Um diese Frage zu beantworten, muss man zwei Dinge unterscheiden: unsere Programmorganisation, also die ebenerwähnten acht Aufgabenfelder, und unsere Linienorganisation. Zum ersten Punkt: Für jeden Workstream habe ich einen oder mehrere Workstreamleads bestimmt, bei denen es sich in der Regel um die jeweiligen Leiter der Fachbereiche handelt. Sie arbeiten bei der Entwicklung der Sicherheitsstrategie mit und implementieren sie auch in ihre Bereiche. Diese Kollegen gehören zwar nicht zu meiner Abteilung, aber sie berichten mir fachlich in Sicherheitshinsicht. Für die Linienorganisation habe ich eine zentrale Abteilung mit etwa 25 Mitarbeitern. Hier arbeiten Experten mit Fachwissen in den unterschiedlichen Sicherheitsbereichen. Diese Mitarbeiter betreuen ihre Fachgebiete zentral. Zusätzlich gibt es Sicherheitsexperten in den Regionen und an den Standorten.
Muss das Thema Cybersicherheit in der Führung angesiedelt sein?
Informationssicherheit ist unbedingt ein sehr wichtiges Thema für jede Unternehmensführung. So ist auch bei der GEA Group, wo es ganz oben angesiedelt ist. Ich berichte quartalsweise dem Prüfungsausschuss des Aufsichtsrats und regelmäßig dem Vorstand.
Wie wichtig ist der Faktor Mensch mit Blick auf die Informationssicherheit?

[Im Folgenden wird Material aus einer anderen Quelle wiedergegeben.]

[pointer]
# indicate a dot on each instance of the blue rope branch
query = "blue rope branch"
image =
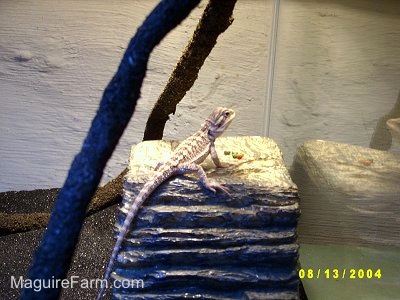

Die Mitarbeiter sind immer noch eine der größten Schwachstellen, zum Beispiel, weil viele Angriffe über E-Mails starten. Daher sind regelmäßige Schulungen und Sensibilisierungsmaßnahmen notwendig. Bei uns ist jeder Mitarbeiter verpflichtet, immer an die Sicherheit zu denken. Wir haben zusätzlich eine ganze Reihe von Maßnahmen wie regelmäßige Awareness-Kampagnen. Am besten ist es aber, mit technischen Maßnahmen möglichst weitgehend zu vermeiden, dass es überhaupt zu menschlichen Fehlern kommt.
Stellt es ein Problem dar, dass Sie auf die Lieferketten und Zulieferer nicht so einen großen Einfluss haben wie auf das eigene Unternehmen?
Wir setzen gegenüber unseren Lieferanten unsere Policy durch und überprüfen sie, bevor wir mit ihnen anfangen zu arbeiten. Aber natürlich können wir nicht überprüfen, ob alle den Sicherheitsanforderungen auch wirklich nachkommen. Wir müssen ihren Nachweisen und Angaben zum großen Teil vertrauen, da wir nicht alle auditieren können. Ein Restrisiko besteht aber natürlich immer.